Che qualcosa di strano stesse accadendo in quel Paese, l’avevo intuito quando il 3 aprile 2009 il Parlamento belga aveva formalmente approvato una «condanna delle dichiarazioni inaccettabili del Papa in occasione del suo viaggio in Africa», superando, quanto ad anticlericalismo, la Spagna zapaterista e la laicissima Francia. Certo il Belgio non poteva, ora, farsi sfuggire l’occasione della crociata antipedofila lanciata contro la Santa Sede, per sferrare un attacco frontale alle istituzioni cattoliche. Il motivo di questo fanatico accanimento ha una chiave di lettura alquanto semplice. In Belgio esiste la più anticlericale e laicista delle massonerie del mondo.

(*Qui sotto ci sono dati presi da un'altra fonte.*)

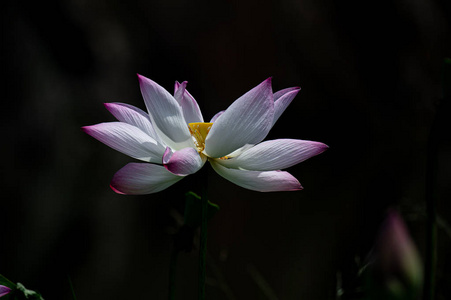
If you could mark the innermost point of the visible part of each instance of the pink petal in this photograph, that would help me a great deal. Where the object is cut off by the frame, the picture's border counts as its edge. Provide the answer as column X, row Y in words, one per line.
column 269, row 181
column 134, row 116
column 282, row 99
column 166, row 114
column 127, row 139
column 275, row 155
column 190, row 108
column 142, row 178
column 183, row 162
column 247, row 121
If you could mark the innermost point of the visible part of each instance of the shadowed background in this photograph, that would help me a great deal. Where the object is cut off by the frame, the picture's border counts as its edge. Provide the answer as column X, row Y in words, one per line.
column 371, row 79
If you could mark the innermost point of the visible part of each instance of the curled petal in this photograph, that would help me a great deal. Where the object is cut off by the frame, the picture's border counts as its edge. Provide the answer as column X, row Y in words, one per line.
column 142, row 178
column 127, row 139
column 183, row 162
column 134, row 116
column 247, row 121
column 275, row 155
column 269, row 181
column 190, row 108
column 166, row 114
column 282, row 99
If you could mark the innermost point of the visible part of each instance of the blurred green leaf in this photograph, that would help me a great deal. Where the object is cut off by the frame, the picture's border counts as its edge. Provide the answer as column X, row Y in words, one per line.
column 4, row 281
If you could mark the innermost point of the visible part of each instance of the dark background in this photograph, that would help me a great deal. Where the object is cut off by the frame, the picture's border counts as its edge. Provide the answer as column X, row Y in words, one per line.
column 370, row 74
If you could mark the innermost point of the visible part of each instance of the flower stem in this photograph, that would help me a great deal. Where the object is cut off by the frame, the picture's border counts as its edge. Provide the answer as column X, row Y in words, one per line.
column 203, row 240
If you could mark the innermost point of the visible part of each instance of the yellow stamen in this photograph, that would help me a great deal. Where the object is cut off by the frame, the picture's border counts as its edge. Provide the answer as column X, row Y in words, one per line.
column 199, row 131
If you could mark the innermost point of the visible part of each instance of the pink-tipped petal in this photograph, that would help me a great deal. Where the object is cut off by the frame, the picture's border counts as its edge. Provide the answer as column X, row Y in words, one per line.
column 127, row 139
column 166, row 114
column 4, row 290
column 190, row 108
column 275, row 155
column 247, row 121
column 215, row 117
column 267, row 181
column 134, row 116
column 141, row 179
column 282, row 99
column 183, row 162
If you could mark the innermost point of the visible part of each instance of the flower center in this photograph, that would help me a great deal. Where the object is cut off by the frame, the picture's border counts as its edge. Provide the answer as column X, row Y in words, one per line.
column 199, row 132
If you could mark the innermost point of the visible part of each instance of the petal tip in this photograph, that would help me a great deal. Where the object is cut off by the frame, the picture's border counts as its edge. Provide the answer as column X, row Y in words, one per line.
column 116, row 190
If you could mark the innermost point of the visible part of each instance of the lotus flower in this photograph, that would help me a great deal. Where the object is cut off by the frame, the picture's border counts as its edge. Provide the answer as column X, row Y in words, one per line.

Essere massoni in quel Paese, tra l’altro, è requisito essenziale per accedere e far carriera in magistratura ed in tutte le più alte cariche dello Stato. Da più di centocinquant’anni l’opinione pubblica belga è condizionata dalla pressione ideologica del “libero pensiero”, soprattutto attraverso l’educazione. Due sono i centri di cultura che formano la classe dirigente: l’Université Libre di Bruxelles e la fiamminga Vrije Universiteit Brussel. Entrambe “libere” come il pensiero che lì si insegna.
Ricordo di aver letto di un dossier realizzato da Derk Jan Eppink e pubblicato il 19 agosto 1999 dall’autorevole quotidiano di lingua fiamminga De Standaard, da cui emergeva che tre quarti dei ministri liberali e socialisti del governo federale dell’epoca erano membri di una loggia. I socialisti, circa 10.000 “fratelli”, erano affiliati prevalentemente al Grande Oriente, mentre i liberali, circa 4.000 frammassoni, facevano parte della Gran Loggia.
Liberi muratori erano anche belgi del calibro di Karel Van Miert, ex commissario europeo alla Concorrenza e Willy Claes, già segretario generale della NATO. Quanto è accaduto lo scorso 24 giugno, in realtà, non mi ha meravigliato più di tanto, se non per i metodi stalinisti usati in quell’occasione e per la barbara profanazione di tombe. Non bisogna dimenticare, infatti, l’offensiva anticlericale che il potere massonico belga scatenò nel 1997 contro le associazioni religiose. Fu addirittura istituita, allora, una commissione parlamentare d’inchiesta, presieduta dal deputato socialista Serge Moureaux, per la lotta alle «pratiques illegale des sectes et le danger qu’elles représentent pour la société et pour les personnes, particulièrement les mineurs d’âge».
Il 28 aprile 1997 la commissione depositò il famigerato “rapporto anti sette”, il quale conteneva una lista di 189 «sectes dangereuses», nella quale venivano affiancati a movimenti dichiaratamente satanici, anche associazioni cattoliche quali l’Opus Dei e la Comunità di Sant’Egidio, considerate, appunto, sette pericolose. Tutto finì, poi, in una bolla di sapone, ma l’episodio costituì un sintomatico indizio del clima culturale. Laicismo ideologico ed anticlericalismo viscerale costituiscono il milieu della massoneria belga, al punto che essa ha ritenuto di mantenere rapporti internazionali quasi esclusivamente con il laicissimo Grande Oriente di Francia.
Non è un caso, ad esempio, che la “comunione” con le massonerie anglosassoni si sia rotta proprio perché queste ultime (che mantengono, invece, un buon rapporto con le chiese protestanti) hanno contestato ai “fratelli” belgi un anticlericalismo esasperato ed eccessivo. Da questo quadro complessivo della situazione è forse possibile trarre qualche elemento di valutazione in più rispetto a quanto è successo all’Arcivescovado di Malines-Bruxelles dalle 10.30 alle 19.30 del 24 giugno 2010.